Jika riap produksi adalah 40 m3/ha di tahun ke-3 setelah tanam maka harga jual per ton dapat mencapai Rp1,25 juta. Angka ini akan semakin tidak kompetitif jika menilai produk akhir digunakan sebagai pasokan energi listrik sebagai konsumsi energi masyarakat sehubungan dengan harga listrik dari PLN yang dialirkan kepada masyarakat terutama masyarakat pedesaan.

Energi biomassa dari limbah kayu lebih murah, terutama dari limbah penebangan mencapai 46% dan sekitar 35% kira-kira 50% dari pengolahan kayu baik untuk kayu lapis, veneer dan kayu gergajian.

Permasalahan utama yang dihadapi terutama di pemegang ijin pemanfaatan kayu dari hutan alam adalah biaya pengumpulan dan pengangkutan yang sangat mahal. Limbah kayu akan baik jika berasal dari hutan rakyat, sementara limbah industri banyak digunakan untuk boiler.

Limbah kayu yang diubah menjadi wood pellet dapat menghasilkan energi panas lebih tinggi dan pembakaran lebih sempurna. Kelebihan lainnya adalah harga energi panas yang dihasilkan dari wood pellet juga lebih murah dari harga gas.

Salah satu produk yang dikembangkan dan dimanfaatkan UMKM adalah biopellet. Biopellet dikembangkan Lisman Suryanegara (Peneliti BRIN). Harga gas yang dihasilkan mencapai Rp1.400/kg. Harga ini jauh lebih murah dibandingkan gas elpiji yang dijual dipasaran yang dapat mencapai Rp6.000/kg.

Permasalahan kayu sebagai salah satu bahan baku unggul untuk ketahanan energi nasional perlu diselesaikan dengan komitmen para pihak baik pemerintah, investor dan masyarakat secara umum. Kompleksnya permasalahan ini mengakibatkan kayu dipandang tidak kayak untuk dipertimbangkan.
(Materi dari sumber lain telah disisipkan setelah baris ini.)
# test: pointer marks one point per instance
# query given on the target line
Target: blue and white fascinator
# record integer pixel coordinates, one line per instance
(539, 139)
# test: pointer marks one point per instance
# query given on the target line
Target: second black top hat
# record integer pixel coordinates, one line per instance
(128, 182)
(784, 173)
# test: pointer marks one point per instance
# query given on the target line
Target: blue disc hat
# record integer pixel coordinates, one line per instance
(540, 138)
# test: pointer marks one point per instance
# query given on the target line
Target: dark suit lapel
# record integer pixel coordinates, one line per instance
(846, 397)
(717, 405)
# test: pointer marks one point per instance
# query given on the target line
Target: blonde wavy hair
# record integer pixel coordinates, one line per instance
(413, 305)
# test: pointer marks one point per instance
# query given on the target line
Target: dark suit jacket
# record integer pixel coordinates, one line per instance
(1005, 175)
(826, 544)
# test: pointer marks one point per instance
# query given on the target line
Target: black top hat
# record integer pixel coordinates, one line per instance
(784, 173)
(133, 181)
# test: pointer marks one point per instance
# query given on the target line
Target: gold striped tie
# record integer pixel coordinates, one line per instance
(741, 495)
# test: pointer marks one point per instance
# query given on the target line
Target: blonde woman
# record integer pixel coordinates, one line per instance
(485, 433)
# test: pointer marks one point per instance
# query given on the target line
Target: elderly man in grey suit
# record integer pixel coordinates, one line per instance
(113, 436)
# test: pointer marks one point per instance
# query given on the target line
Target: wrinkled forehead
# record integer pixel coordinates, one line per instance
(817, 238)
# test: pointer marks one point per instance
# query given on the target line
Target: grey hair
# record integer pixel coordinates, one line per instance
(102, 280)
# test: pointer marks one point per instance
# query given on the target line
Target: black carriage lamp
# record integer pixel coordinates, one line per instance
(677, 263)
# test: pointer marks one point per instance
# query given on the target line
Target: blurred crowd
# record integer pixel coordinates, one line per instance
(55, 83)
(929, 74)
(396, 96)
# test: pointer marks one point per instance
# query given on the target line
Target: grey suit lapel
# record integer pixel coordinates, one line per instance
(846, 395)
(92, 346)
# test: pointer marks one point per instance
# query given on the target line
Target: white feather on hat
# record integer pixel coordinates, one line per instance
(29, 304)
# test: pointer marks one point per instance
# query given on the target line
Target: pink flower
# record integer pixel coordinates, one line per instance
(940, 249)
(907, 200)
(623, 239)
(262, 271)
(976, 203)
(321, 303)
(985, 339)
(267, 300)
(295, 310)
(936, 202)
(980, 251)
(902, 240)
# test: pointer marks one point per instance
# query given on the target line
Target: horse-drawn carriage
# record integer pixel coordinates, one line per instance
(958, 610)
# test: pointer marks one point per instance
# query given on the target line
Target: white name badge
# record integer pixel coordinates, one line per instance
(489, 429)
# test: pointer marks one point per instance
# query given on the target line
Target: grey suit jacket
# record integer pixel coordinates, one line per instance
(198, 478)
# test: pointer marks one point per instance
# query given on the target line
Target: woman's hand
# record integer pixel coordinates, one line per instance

Salah satu kompetitor kayu adalah limbah sawit. Menurut Laporan Badan Perijinan dan Penanaman Modal Daerah Provinsi Kalimantan Timur bahwa tandan buah segar (TBS) sawit dapat menghasilkan 190 kg limbah serat dan 700 kg limbah cair dari 1 ton TBS. Limbah yang dihasilkan dapat dimanfaatkan untuk produksi pellet sehingga meningkatkan nilai ekonomi kebun kelapa sawit. Limbah cair dapat diolah menjadi biofuel dan limbah serat menjadi bahan baku pellet.

Harga pellet dari serat sawit mencapai Rp2.000/kg. Angka ini masih di atas harga pellet dari kayu. Namun jika dilihat dari sifatnya dimana serat adalah limbah dari minyak sawit dan merupakan produk tambahan maka pellet cangkang sawit akan lebih kompetitif dibandingkan kayu.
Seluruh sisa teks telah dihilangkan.